Décision n° 2024-865 DC du 7 mai 2024 - Communiqué de presse
Saisi de la loi visant à renforcer la lutte contre les dérives sectaires et à améliorer l’accompagnement des victimes, le Conseil constitutionnel valide son article incriminant la provocation à abandonner un traitement médical ou à adopter certaines pratiques présentées comme ayant une finalité thérapeutique
Par sa décision n° 2024-865 DC du 7 mai 2024, le Conseil constitutionnel s’est prononcé sur la loi visant à renforcer la lutte contre les dérives sectaires et à améliorer l’accompagnement des victimes, dont il avait été saisi par deux recours émanant, l’un, de plus de soixante députés et, l’autre, de plus de soixante sénateurs.

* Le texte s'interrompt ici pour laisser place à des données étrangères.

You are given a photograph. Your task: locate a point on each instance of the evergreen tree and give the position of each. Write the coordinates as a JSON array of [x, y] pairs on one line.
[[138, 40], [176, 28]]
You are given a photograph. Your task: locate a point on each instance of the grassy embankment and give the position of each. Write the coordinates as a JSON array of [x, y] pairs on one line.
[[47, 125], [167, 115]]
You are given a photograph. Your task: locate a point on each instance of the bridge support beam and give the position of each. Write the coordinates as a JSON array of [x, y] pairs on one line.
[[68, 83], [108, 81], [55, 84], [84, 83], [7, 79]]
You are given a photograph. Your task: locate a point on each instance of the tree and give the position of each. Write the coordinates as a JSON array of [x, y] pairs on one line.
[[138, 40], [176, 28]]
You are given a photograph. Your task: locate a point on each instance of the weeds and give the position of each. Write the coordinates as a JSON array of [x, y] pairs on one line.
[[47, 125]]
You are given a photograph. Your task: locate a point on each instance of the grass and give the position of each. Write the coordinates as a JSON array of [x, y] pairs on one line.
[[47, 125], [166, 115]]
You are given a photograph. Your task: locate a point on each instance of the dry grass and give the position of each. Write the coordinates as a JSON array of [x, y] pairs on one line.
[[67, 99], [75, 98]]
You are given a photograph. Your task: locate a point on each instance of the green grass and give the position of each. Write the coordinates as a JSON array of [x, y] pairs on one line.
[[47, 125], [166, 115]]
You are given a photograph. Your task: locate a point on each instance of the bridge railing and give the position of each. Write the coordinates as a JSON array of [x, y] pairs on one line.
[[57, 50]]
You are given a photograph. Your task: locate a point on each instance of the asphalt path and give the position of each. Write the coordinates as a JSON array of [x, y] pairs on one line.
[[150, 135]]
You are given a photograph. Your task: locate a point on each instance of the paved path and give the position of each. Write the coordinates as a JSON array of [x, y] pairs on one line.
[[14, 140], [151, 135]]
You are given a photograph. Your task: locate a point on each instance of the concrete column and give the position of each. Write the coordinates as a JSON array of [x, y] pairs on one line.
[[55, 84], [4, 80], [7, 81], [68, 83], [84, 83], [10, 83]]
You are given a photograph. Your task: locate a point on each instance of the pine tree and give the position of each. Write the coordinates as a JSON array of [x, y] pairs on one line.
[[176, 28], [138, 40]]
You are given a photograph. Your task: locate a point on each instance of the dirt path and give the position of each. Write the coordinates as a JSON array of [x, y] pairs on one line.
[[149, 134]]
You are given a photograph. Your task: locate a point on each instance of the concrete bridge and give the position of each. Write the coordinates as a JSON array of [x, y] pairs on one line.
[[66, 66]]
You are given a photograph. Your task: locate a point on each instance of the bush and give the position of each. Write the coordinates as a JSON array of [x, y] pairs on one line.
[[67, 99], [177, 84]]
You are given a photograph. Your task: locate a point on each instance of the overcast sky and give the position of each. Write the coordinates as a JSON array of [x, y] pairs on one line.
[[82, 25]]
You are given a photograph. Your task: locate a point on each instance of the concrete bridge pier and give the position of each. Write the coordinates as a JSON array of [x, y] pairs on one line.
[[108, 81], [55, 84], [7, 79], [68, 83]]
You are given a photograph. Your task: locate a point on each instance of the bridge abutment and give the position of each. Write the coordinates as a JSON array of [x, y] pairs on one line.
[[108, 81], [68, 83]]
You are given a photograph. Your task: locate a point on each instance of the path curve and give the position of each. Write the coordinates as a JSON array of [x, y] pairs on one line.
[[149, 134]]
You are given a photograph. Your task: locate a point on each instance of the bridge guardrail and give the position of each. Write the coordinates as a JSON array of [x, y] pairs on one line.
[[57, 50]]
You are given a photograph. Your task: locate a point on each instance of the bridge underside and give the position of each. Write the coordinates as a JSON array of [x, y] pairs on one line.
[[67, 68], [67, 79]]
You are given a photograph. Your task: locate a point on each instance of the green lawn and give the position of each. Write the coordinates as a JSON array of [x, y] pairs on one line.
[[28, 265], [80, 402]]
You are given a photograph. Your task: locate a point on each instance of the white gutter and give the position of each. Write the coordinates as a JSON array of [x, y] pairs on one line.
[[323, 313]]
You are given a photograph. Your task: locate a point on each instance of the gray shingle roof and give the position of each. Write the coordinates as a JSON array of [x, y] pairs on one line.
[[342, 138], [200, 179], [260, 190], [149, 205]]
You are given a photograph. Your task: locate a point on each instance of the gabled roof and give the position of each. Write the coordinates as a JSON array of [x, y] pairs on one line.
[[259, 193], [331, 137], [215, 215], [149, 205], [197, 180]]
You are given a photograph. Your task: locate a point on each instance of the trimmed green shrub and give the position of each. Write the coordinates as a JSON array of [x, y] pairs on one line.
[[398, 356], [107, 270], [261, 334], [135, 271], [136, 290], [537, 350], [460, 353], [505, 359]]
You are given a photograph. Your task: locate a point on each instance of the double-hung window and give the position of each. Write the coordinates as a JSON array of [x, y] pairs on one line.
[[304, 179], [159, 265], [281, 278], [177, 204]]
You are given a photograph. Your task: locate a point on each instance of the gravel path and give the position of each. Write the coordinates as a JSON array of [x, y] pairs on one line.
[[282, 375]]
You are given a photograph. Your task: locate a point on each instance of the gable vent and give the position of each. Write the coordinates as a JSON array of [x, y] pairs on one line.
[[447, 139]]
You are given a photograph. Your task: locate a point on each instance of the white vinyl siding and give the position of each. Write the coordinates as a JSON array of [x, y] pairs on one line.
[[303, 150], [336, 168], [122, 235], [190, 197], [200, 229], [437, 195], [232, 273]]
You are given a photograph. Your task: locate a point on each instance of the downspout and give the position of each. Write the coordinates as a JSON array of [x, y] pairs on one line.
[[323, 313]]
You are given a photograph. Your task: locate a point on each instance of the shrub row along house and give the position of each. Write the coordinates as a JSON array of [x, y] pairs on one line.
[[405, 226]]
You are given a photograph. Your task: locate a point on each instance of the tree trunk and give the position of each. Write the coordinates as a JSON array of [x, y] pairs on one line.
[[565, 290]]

Était notamment contesté par les auteurs des recours, au regard du principe de légalité des délits et des peines et de la liberté d’expression et de communication, l’article 12 de cette loi qui réprime d’un an d’emprisonnement et de 30 000 euros d’amende la provocation à abandonner ou s’abstenir de suivre un traitement médical ainsi que la provocation à adopter des pratiques, présentées comme ayant une finalité thérapeutique ou prophylactique, exposant à un risque immédiat de mort ou de blessures graves.
* En réponse au grief tiré de la méconnaissance du principe de légalité des délits et des peines, la décision de ce jour du Conseil constitutionnel rappelle que le législateur tient de l’article 34 de la Constitution - qui prévoit que « La loi fixe les règles concernant… la détermination des crimes et délits ainsi que les peines qui leur sont applicables » - ainsi que du principe de légalité des délits et des peines - qui résulte de l’article 8 de la Déclaration des droits de l’homme et du citoyen de 1789 - l’obligation de fixer lui-même le champ d’application de la loi pénale et de définir les crimes et délits en termes suffisamment clairs et précis pour exclure l’arbitraire.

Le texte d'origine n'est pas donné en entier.